From Earth pixels to GeoEmbeddings

This is the text version of my talk last Monday at AWS London. We are strong believers that a disruptive change on EO is not only here, but will significantly advance the promise we've made for decades to understand Earth. Yes, faster better, cheaper, but also much more than that. Nothing new if you follow me :D

Thanks again to our hosts Phil Cooper, Miriam Puertos and colleagues, and everyone who came and asked questions. and the pics by Philippe Raisin!

--

My key message on Monday at the geo day at AWS in London was that a fundamental shift in how we approach Earth Observation (EO) data is not just possible, but essential, with Geo Embeddings at its core. Phil Cooper, the host, introduced the session around the question of wether GIS has an identify crisis. I think that is not only true, but also that is because GIS has had an EO product problem for decades and finally AI seems to provide the stack to solve it... We must change GIS EO from pixel math and widgets, to frictionless semantic navigation through embeddings.
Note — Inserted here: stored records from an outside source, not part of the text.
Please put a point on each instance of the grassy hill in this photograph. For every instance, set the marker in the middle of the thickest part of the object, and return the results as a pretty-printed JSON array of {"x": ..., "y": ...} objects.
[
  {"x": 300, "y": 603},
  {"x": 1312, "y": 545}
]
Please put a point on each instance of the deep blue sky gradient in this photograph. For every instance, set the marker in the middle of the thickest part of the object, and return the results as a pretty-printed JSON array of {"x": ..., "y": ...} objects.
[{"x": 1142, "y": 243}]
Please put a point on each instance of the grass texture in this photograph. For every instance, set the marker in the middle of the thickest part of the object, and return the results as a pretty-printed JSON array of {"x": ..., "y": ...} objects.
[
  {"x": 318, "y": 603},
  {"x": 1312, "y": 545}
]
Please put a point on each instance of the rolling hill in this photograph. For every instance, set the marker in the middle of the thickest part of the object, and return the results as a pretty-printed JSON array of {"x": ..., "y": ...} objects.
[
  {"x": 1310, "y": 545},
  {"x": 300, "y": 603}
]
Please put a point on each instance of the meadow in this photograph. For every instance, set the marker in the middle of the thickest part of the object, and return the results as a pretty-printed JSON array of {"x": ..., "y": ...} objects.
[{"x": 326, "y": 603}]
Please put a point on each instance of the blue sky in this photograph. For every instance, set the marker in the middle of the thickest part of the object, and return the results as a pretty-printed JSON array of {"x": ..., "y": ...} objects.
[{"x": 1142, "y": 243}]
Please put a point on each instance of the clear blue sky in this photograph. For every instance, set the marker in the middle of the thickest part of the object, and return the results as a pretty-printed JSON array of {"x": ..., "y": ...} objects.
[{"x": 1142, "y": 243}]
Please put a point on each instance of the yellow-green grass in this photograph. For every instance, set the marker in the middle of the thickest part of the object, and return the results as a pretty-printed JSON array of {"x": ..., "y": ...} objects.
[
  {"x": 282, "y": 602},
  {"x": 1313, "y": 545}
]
A very specific flavor of artificial intelligence --"transformers"-- is a pervasive theme across domains, and it application to Earth data seem lagging on real operationally impact. The central thesis of my talk, and indeed much of our work, with Clay and LGND AI, Inc. , revolves around the transformative power of these transformer embeddings on Earth data....

"embeddings, embeddings, embeddings"

The paradox of EO data is its simultaneous abundance and inaccessibility. Open-source streams and commercial imagery provide an unprecedented view of Earth. Geospatial experts can interpret this data for critical tasks, yet this granular analysis confronts an immediate barrier: scale. This limitation is, in my opinion, a primary reason why the EO market, despite a World Economic Forum projection suggesting a 1% increase in adoption could yield $9 billion annually, still punches below its economic weight. Also the reason why we've kept promising essentially the same dream of understanding Earth, and why that dream host not arrived yet, despite significant progress.

For many, the equation has been stark, regardless of how much you know about this field: the perceived costs of EO analysis have historically dwarfed the benefits. While specific application expenses have decreased (from $10 million over five years for Global Forest Watch in 2009 to $100k for a month's Amazon Mining Watch in 2022), a more profound efficiency leap is required. Beyond cost, we also need a "100x reduction" of skills if we want to meet the demand for answers. And beyond cost and skills, a "semantic" gap persists. Even sophisticated platforms can struggle with conceptually simple queries (try looking for grass in Google Maps), and text-based LLMs, for all their prowess, do not inherently "know" a place from satellite data in the way a dedicated GeoAI model might. Is like reading a travel book and claim you know that place.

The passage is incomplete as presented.